Dans une chronique parue dans le Figaro littéraire du 20 août 2009, le romancier et réalisateur Yann Moix n'y allait pas de main morte dans le dithyrambe. Pour lui, deux livres exceptionnels paraissaient en cette rentrée littéraire 2009, comptant pas moins de 659 romans dont 87 premiers romans : Un roman français de Frédéric Beigbeder (Grasset) et Un jour comme un autre de Bertil Scali (édition Anabet). Sans oublier un « chef-d'œuvre » : Les aimants de Jean-Marc Parisis (Stock).

Le premier, Un roman français a reçu le 2 novembre dernier le Prix Renaudot 2009 et et les yann moixventes
approcheraient, selon l'Express, les 100 000 exemplaires. Le service comptable de Grasset se frotte les mains.
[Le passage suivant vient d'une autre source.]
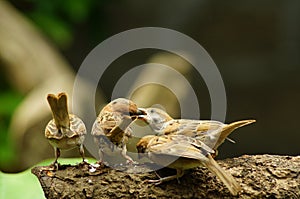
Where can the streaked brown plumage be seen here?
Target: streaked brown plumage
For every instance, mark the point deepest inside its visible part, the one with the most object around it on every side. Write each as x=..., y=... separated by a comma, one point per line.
x=111, y=127
x=65, y=131
x=212, y=133
x=181, y=153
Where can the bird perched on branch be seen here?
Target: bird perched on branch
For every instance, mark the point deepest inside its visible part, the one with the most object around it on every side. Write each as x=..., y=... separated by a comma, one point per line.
x=212, y=133
x=111, y=127
x=65, y=131
x=181, y=153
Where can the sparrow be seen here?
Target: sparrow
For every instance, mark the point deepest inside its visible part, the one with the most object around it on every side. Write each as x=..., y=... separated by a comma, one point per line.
x=181, y=153
x=65, y=131
x=212, y=133
x=111, y=127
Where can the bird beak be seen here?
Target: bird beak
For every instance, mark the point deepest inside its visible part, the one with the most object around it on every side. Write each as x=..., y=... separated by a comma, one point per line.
x=140, y=156
x=141, y=111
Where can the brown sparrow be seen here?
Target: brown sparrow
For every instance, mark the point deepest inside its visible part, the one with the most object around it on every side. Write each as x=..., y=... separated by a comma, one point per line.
x=181, y=153
x=212, y=133
x=112, y=126
x=65, y=131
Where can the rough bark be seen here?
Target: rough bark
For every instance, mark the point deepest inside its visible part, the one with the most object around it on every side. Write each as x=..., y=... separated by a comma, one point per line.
x=261, y=176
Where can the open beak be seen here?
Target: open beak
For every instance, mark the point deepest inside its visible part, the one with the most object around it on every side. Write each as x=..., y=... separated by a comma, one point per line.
x=141, y=111
x=140, y=156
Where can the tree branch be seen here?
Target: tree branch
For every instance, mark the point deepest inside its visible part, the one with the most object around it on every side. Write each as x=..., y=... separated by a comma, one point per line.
x=260, y=176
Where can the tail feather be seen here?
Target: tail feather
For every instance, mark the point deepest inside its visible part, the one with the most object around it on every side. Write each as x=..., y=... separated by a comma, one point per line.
x=227, y=129
x=59, y=108
x=225, y=177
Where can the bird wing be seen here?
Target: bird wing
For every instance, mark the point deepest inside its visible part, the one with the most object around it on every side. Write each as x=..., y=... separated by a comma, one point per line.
x=179, y=145
x=59, y=107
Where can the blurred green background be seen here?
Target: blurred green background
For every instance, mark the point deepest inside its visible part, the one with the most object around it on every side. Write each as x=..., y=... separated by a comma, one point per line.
x=255, y=44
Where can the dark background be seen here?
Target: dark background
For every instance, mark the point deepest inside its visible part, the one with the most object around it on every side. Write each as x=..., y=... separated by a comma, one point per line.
x=255, y=44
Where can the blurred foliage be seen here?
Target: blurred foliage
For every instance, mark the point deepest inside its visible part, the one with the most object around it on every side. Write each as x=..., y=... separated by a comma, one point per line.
x=9, y=100
x=58, y=19
x=9, y=183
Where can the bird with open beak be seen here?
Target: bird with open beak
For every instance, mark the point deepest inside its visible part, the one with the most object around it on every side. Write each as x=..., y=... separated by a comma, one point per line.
x=212, y=133
x=181, y=153
x=65, y=131
x=111, y=127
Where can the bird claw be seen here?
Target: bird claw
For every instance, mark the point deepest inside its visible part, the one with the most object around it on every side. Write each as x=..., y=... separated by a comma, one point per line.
x=54, y=166
x=156, y=182
x=130, y=161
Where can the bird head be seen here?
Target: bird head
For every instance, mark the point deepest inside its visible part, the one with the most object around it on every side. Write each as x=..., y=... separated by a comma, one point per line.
x=142, y=145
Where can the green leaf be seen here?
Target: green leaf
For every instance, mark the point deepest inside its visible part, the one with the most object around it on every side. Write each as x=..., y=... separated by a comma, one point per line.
x=25, y=185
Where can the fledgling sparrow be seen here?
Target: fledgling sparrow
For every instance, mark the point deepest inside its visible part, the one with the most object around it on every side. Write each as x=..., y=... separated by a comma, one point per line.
x=181, y=153
x=212, y=133
x=65, y=131
x=111, y=127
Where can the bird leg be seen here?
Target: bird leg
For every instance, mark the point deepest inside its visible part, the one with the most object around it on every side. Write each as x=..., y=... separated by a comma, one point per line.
x=81, y=151
x=129, y=160
x=55, y=163
x=178, y=175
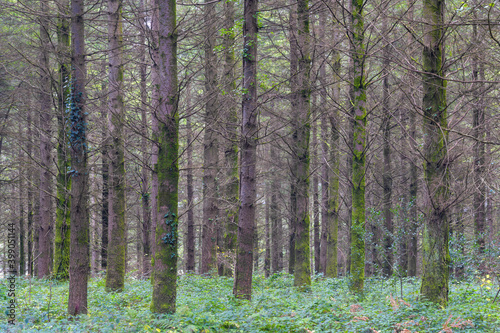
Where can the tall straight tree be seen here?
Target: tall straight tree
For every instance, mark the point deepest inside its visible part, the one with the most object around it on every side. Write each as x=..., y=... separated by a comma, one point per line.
x=387, y=171
x=167, y=168
x=45, y=225
x=79, y=244
x=115, y=274
x=62, y=236
x=210, y=145
x=231, y=190
x=302, y=273
x=358, y=102
x=249, y=130
x=436, y=256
Yann Moix (ci-contre) a presque été exaucé, lui qui finissait sa chronique du Figaro littéraire par : « Donnez-lui le Goncourt et qu'on n'en parle plus ? Non. Donnez-lui à condition qu'on en parle encore. » Quant au second : Un jour comme un autre, qualifié rien de moins par Yann Moix comme « le plus beau premier roman de l'année », il a été emporté dans la crue livresque qui prévaut en cette saison.


Moix et ses copains


Bien que Frédéric Beigbeder et Bertil Scali soient des copains de Yann Moix — ceci explique cela — il fallait quand même aller voir ce qui enthousiasmait à ce point Yann Moix, qui a page ouverte au Figaro littéraire depuis un an, presque jour pour jour, et qui consacrait tout son feuilleton littéraire — « Un stylo et des larmes. » — du 3 septembre 2009 au livre de l'ex-éditeur Bertil Scali. De quoi s'interroger.

Yann Moix, fort actif en cette rentrée, vient de commettre Cinquante ans dans la peau de Michael Jackson,
(devant tant de cynisme opportuniste on reste pantois), chez Grasset, comme l'ami Beigbeder, et un second film, Cinéman (sorti en octobre 2009).
Confirmation, après Podium (2004), que Yann Moix réalisateur sera aux années 2000 ce que Richard Balducci, Philippe Clair ou Claude Zidi et consorts furent aux années 1970, l'« humour » en moins, la prétention en plus.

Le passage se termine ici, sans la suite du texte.